近100年來,歷史學家經常呼籲,歷史不應該用現代人所用的概念來任意切割,而應該根據當時歷史人物所采用的概念來理解。於是在科學史上,“歷史上科學和宗教沒有分離”的說法就流行起來了。然而,哈裏森不就是用他現在用的概念自己切割歷史的嗎?答案顯而易見。他認為歷史上的“科學”和“宗教”更多指向的是“個人的內在品質”。這不是用現代的“內在品質”概念來理解過去嗎?
大量似是而非的說法出現,根本原因是歷史學家將科學和宗教的概念“物化”(即把它們當成桌子和凳子之類的東西)。他們認為客觀世界存在著科學和宗教兩種實體,然後現代人和古代人可以對它們有不同的看法。但是,概念並不是獨立於人類經驗而存在於外部世界的實體,而是人類為了理解經驗世界(包括外部世界)而必須事先預設的工具。人們在研究科學和宗教時,必然預設了壹系列什麽是科學,什麽是宗教的標準。同樣,古人研究“科學”和“宗教”,他事先就知道“科學”和“宗教”是什麽意思。從古至今,從“科學”和“宗教”到科學和宗教,只有兩個詞在意義上發生了演變,在這個過程中並不存在兩個名為科學和宗教的實體。把科學和宗教理解為實體,其哲學意識還處於康德的前批判階段和胡塞爾現象學的生活世界階段。沒有壹個精確的概念可以用來整理史料,有些歷史研究相當隨意,有點類似於日常生活中沒完沒了的閑聊。大部分似是而非的說法都有聊天的屬性,“歷史上科學和宗教沒有分離”;但實際上,現代人講的科學與宗教,和古代人講的“科學”與“宗教”,只是指向不同的概念。

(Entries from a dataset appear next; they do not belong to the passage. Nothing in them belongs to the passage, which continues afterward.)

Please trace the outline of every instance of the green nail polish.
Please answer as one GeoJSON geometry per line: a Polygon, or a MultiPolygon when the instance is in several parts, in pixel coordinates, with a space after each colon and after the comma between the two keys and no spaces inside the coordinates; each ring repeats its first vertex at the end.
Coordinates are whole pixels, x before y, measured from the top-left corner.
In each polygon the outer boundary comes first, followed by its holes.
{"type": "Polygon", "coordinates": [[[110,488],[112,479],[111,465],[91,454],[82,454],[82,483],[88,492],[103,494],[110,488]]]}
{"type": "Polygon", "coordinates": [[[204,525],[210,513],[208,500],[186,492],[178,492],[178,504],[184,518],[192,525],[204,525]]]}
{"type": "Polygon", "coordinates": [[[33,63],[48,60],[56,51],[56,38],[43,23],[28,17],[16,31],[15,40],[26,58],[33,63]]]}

在歷史學領域,對歷史上概念的意義演變的研究稱為譜系學。但是,這裏有壹個問題。如果古代人對“科學”和“宗教”的理解與我們現在的理解不同,譜系學研究是否會陷入相對主義,即如著名科學史家托馬斯·庫恩所說的“現代人和古代人生活在不同的世界”?。我不認為哈裏森的研究結論修改了就會陷入相對主義。問題的關鍵還是他誇大了古今之間的斷裂,沒有充分強調古今之間的連續性。現代人理解科學,宇宙科學是某種方法或命題體系,與古代的理解既有斷裂,又有延續;“科學”是壹種“內在質量”的意義已經消失(但這是壹種無害的斷裂,只會造成無害的相對主義,因為人們仍然知道什麽是“內在質量”),延續部分主要在於科學方法。在延續部分,現代人對科學的認識表現出理性的優越性(從而克服了相對主義)。哈裏森教授之前說過,歷史上“科學”和“宗教”並沒有分離。其中壹個重要的證據就是,很多科學家(或者當時的自然哲學家)都希望通過科學研究來發現上帝的旨意。可惜,這壹切都是徒勞。首先,有些人(有些神學家)想把現有科學內容無法解釋的自然現象描述為上帝之作。但是,如果我們不弄清楚上帝是如何創造這些現象的,上帝按意誌行事的說法就沒有科學意義。另外,也有人(包括牛頓)認為自然界有各種聲光起電的神奇自然規律,如此有序,背後壹定有神靈的控制。同樣,除非弄清楚上帝是如何控制自然法則的,否則這種說法毫無意義。
3.結論:應該仔細區分科學和人文。
將科學與宗教關系的歷史完全解讀為對立和鬥爭是不符合歷史事實的,而且這種誤解帶來了不好的後果(比如美國曾經發生過進化論與神創論的意識形態之爭);但也有學者如哈裏森等在豐富史料的基礎上做了壹些修正,其研究中使用的概念並沒有得到完全的澄清。哈裏森等人除了研究歷史,顯然還有自己的人文關懷。他們想用歷史提供壹種不壹樣的可能性,希望在科學和宗教(以及人文)之間架起壹座橋梁,呼籲人們關註社會的人文修養。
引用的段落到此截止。